Defeating violent extremism in Iraq and securing U.S. interests in the country’s peaceful future requires a range of economic, political and military support, including more reconciliation initiatives such as those undertaken by the U.S. Institute of Peace, an Atlantic Council-led task force said in a report released today.
Creating conditions that will allow the country’s ethnic, sectarian, and minority groups to coexist peacefully is critical to stabilization after the expected military defeat of ISIS, the Task Force on the Future of Iraq concluded. The report cited reconciliation work supported by USIP in liberated areas as a model for reducing communal tensions that feed violent extremism.
“By consolidating the gains that the United States has made in this second war against violent extremism in Iraq, we hope to avoid becoming entangled in a third,” wrote task force chair Ambassador Ryan Crocker, the U.S. envoy to Iraq from 2007-2009. USIP’s director of Middle East programs, Sarhang Hamasaeed, was a member of the task force, and Manal Omar, associate vice president for the Middle East and Africa Center, was a senior adviser on the project.

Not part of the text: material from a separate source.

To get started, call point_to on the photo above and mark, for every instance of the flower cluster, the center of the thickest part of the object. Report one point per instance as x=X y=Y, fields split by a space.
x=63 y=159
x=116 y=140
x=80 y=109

The report’s release coincides with a final assault by U.S.-backed Iraqi forces on the last ISIS strongholds in Mosul, Iraq’s second-largest city and the extremist group’s operating base in the country since June 2014. As the defeat of ISIS drew closer in recent months, the task force explored strategies that would secure long-term U.S. national security interests.
The report defines those interests as an “independent, stable and prosperous Iraq” that is at peace internally and with its neighbors, governed legitimately and effectively, and cooperating with the U.S. in the region. A stronger, secure and economically vibrant Iraq will be better able to reduce the influence of radicalism and resist interference from Iran, the task force said.
The report broadly calls for the U.S. and its coalition partners to remain engaged in Iraq and to measure success more by improvements in governance over years than by any quick military advances against extremists. It identifies as among the root causes of extremism the Sunni population’s alienation under the former Baghdad government, an ineffective justice system, lack of economic opportunity and pervasive corruption.
“Only an effective, responsive, and legitimate government can tackle the root causes of radicalization,” according to the report. “This does not mean that the United States should engage in a large-scale, nation-building program in Iraq, but rather, that it should support progress on key legislative programs and reform initiatives that directly tackle Iraqi grievances.”
A critical foundation for stabilizing Iraq is fostering inclusivity across sectarian lines, according to the report. ISIS exploited and provoked social divides and local conflicts to advance and hold territory, in part by implicating tribal and community members in its crimes. In some areas, ISIS sparked cycles of revenge that prevent internally displaced persons from going home, the task force said, calling USIP’s efforts at reconciliation “successful templates” for addressing such conflicts.
USIP has supported reconciliation work by the Network of Iraqi Facilitators, the civic organization SANAD for Peacebuilding and with the government’s National Reconciliation Committee, and helped form the Alliance of Iraqi Minorities to advocate peacefully for their rights and interests. In January, USIP worked with partners to produce a tribal agreement that ISIS suspects would be subject to formal rule of law mechanisms once the city of Hawija is recaptured, to avoid tribal justice that risked setting off new rounds of violence and instability.
“The United States Institute of Peace has supported locally led dialogues in Tikrit, Yathrib and other liberated areas that have reduced communal tensions and facilitated the return of thousands of IDPs,” the task force said. “These efforts must be escalated across all liberated areas.”